A very thin sheet of plastic (n = 1.45) covers one slit of a double-slit apparatus illuminated by 570 nm light. The center point on the screen, instead of being a maximum, is dark. What is the (minimum) thickness of the plastic?

## Homework Equations

Constructive Interference:
d *sin(theta)=m*lamda

Destructive Interference:
d *sin(theta)=(m+1/2)*lamda

lamda_n=lamda/n

## The Attempt at a Solution

So I'm a TA for a physics class and I'm a little stumped on explaining this problem. The solutions manual says that the phase shift must be an odd multiple of one half. I got that. However, it then proceeds to write down this equation:

N= t/lamda_n - t/lamda = 1/2

where t is the thickness of the plastic. Any idea how they got this relation? I would really appreciate an explanation.

Thanks!

## The Attempt at a Solution

t = N lambda right.
What does N represent?

number of what??

N equals the phase shift I believe, i.e. 1/2, I'm not exactly sure though

Doc Al
Mentor
So I'm a TA for a physics class and I'm a little stumped on explaining this problem. The solutions manual says that the phase shift must be an odd multiple of one half. I got that. However, it then proceeds to write down this equation:

N= t/lamda_n - t/lamda = 1/2

where t is the thickness of the plastic. Any idea how they got this relation? I would really appreciate an explanation.
Well, that expression is the phase difference between the two beams that converge at the center, expressed in terms of wavelengths. (lambda is the wavelength of light in air (or vacuum), where n = 1; lambda_n is the wavelength of light in the plastic, which is lambda/n.) The physical path lengths are the same; the only difference is that one passes through a thickness of plastic (phase shift = t/lamda_n) while the other beam passes through the same thickness of air (phase shift = t/lambda).

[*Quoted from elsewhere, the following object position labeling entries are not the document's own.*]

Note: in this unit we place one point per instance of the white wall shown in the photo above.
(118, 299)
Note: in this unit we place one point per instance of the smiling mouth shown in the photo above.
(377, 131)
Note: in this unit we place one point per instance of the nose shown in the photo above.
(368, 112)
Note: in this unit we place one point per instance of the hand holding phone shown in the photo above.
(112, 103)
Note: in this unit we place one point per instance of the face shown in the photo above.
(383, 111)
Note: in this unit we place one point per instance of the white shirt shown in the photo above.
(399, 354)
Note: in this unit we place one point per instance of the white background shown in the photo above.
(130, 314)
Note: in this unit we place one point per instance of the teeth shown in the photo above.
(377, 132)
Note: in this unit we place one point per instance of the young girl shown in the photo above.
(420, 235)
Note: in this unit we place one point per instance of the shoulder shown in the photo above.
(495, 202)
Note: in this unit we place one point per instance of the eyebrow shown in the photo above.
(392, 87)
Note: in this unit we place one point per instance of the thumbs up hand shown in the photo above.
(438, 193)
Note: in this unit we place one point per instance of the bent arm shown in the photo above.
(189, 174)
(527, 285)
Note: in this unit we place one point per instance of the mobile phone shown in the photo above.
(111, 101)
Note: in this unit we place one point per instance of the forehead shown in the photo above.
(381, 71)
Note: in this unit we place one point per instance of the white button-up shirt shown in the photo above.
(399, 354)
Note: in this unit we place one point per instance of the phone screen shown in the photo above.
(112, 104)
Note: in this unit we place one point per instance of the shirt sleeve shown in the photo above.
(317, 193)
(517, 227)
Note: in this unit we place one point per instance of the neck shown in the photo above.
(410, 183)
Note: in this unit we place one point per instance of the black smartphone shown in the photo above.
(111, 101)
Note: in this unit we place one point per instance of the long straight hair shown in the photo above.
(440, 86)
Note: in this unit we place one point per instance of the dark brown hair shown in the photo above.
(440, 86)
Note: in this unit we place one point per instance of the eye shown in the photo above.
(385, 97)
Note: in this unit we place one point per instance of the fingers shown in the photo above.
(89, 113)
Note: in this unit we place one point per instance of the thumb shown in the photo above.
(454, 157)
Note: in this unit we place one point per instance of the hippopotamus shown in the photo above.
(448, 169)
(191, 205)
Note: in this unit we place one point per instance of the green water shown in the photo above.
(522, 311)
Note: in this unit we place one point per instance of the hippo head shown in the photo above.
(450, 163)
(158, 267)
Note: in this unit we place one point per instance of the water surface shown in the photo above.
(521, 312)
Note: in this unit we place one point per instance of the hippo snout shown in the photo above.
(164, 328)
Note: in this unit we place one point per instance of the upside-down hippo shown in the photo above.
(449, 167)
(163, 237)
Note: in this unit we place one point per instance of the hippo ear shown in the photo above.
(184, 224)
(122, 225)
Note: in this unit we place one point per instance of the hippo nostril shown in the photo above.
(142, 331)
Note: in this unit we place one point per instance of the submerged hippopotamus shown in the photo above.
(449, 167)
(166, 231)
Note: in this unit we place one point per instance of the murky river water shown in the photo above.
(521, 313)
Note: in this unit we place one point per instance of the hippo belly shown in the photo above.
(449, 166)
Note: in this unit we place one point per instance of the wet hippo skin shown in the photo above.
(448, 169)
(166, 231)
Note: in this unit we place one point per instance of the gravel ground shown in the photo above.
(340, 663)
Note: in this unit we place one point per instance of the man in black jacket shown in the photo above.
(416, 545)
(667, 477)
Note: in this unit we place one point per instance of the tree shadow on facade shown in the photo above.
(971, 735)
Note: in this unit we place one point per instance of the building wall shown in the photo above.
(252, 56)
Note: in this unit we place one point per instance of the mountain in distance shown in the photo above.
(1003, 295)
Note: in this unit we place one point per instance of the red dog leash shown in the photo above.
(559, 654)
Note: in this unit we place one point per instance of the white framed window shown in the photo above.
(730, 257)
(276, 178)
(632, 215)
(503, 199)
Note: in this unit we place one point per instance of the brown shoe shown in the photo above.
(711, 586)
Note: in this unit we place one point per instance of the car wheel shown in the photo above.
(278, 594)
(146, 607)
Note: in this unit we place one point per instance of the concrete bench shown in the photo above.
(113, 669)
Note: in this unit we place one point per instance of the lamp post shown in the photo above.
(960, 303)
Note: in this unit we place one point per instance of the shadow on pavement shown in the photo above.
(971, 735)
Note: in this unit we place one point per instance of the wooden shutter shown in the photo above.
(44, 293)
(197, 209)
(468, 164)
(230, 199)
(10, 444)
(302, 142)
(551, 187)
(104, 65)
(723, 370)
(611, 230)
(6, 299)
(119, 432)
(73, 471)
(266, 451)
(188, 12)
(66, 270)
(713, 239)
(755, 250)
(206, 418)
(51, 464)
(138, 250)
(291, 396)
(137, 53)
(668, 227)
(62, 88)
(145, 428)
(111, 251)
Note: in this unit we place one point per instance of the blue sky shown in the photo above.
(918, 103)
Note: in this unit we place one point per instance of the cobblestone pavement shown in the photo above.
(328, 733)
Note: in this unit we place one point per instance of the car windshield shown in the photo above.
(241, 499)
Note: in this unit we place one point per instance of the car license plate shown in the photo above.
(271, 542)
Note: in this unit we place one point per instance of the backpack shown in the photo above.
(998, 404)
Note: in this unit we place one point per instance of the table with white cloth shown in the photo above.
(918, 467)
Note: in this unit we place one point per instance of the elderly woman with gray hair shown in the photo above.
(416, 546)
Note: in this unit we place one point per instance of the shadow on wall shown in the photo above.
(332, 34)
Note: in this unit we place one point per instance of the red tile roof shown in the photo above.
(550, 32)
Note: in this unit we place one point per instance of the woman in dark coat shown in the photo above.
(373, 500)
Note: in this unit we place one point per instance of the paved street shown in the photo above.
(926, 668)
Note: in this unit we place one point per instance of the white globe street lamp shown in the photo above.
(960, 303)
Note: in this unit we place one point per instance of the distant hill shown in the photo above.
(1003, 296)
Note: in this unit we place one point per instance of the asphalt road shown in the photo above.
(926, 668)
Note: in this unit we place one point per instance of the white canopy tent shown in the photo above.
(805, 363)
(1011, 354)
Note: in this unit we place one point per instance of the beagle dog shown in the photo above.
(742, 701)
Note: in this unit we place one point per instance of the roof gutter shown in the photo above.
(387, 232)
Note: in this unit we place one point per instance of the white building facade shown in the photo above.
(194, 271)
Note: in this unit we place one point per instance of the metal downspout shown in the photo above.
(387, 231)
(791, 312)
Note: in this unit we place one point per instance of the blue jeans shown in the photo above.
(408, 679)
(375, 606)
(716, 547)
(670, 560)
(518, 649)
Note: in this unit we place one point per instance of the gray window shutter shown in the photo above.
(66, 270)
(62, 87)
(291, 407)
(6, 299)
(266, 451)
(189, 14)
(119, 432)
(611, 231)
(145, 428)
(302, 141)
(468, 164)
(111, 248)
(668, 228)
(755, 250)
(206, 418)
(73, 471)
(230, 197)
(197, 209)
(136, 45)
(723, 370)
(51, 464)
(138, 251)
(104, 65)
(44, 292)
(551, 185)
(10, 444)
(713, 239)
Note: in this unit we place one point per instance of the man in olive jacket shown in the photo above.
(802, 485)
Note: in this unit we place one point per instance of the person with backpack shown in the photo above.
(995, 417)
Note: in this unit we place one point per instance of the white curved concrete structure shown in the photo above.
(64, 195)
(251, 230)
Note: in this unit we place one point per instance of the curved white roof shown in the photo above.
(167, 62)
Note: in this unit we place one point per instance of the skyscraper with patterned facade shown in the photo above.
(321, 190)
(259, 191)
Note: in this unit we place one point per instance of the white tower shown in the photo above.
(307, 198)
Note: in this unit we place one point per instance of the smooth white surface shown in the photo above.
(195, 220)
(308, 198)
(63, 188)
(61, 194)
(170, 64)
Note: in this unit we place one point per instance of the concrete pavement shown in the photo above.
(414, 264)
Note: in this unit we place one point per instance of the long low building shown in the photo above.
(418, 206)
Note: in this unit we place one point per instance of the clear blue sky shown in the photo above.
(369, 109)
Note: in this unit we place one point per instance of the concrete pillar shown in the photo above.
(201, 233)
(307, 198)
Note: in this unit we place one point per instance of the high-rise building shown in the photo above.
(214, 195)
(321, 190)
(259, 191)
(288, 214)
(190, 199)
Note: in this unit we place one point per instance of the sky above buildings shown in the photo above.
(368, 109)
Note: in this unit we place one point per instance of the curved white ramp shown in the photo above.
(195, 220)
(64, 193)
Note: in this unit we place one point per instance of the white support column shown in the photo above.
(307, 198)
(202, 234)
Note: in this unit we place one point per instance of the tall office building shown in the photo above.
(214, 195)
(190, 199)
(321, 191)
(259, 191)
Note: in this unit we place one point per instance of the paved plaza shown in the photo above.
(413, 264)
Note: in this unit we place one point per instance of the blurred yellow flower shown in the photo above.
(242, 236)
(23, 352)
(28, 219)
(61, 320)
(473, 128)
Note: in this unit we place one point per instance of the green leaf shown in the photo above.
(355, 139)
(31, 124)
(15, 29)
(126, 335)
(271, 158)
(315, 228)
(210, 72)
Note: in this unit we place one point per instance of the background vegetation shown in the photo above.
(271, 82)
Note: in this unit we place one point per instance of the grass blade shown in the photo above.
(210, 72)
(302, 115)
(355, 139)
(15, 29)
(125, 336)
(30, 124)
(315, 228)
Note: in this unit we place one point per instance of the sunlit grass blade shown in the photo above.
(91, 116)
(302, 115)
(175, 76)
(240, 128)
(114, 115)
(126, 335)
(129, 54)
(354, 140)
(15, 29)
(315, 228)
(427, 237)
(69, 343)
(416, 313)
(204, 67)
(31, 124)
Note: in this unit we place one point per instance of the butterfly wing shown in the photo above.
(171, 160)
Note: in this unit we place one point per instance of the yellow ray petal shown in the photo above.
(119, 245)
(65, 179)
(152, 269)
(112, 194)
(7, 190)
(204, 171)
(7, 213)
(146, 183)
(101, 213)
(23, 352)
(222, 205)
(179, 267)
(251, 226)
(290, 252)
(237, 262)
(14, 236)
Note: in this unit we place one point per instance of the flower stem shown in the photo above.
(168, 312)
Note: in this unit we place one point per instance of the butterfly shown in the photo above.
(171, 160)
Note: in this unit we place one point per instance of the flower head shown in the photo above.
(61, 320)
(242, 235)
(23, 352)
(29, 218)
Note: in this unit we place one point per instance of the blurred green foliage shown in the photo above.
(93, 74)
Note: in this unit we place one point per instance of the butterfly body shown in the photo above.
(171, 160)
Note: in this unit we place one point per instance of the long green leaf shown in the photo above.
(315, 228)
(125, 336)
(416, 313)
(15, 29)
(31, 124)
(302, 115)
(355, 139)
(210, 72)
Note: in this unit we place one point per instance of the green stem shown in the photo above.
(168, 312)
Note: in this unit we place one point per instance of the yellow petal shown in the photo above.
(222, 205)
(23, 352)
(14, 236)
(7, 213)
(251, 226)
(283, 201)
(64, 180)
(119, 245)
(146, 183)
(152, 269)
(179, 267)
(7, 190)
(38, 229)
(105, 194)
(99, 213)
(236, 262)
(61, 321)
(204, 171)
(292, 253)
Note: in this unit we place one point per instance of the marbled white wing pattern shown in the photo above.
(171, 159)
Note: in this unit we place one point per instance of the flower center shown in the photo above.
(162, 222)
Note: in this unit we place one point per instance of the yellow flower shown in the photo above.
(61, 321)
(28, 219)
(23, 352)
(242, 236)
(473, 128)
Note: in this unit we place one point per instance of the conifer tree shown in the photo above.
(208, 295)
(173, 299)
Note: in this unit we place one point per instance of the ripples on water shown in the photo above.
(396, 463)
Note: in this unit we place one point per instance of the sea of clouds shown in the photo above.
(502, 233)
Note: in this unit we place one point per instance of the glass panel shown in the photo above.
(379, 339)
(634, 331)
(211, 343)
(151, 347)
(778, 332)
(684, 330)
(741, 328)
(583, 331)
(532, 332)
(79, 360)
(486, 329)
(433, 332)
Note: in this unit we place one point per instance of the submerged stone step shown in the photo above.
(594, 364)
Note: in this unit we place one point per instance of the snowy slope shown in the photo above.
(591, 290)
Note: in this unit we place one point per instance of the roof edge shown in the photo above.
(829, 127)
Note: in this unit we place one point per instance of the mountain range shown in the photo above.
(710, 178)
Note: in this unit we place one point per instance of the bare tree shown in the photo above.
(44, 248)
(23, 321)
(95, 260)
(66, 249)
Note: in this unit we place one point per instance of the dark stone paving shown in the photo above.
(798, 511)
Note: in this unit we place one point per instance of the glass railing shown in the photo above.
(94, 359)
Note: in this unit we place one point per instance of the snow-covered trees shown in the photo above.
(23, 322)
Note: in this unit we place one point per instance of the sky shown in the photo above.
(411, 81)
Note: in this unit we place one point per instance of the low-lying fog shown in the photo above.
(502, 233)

Okay, I get that. But, why is the phase shift = t/lamda? I just don't see that direct correspondence.

Doc Al
Mentor
But, why is the phase shift = t/lamda?
If a lightwave travels from points A to B, do you not agree that the phase of the light at B differs from the phase it had at A? And that the phase shift in moving from A to B can be expressed by the number of wavelengths contained in the distance between A and B? For example, if the distance A-to-B is 1/2 lambda, when the light reaches B it is exactly 180 degrees out of phase compared to its phase when at A?

Let me know if this makes sense so far.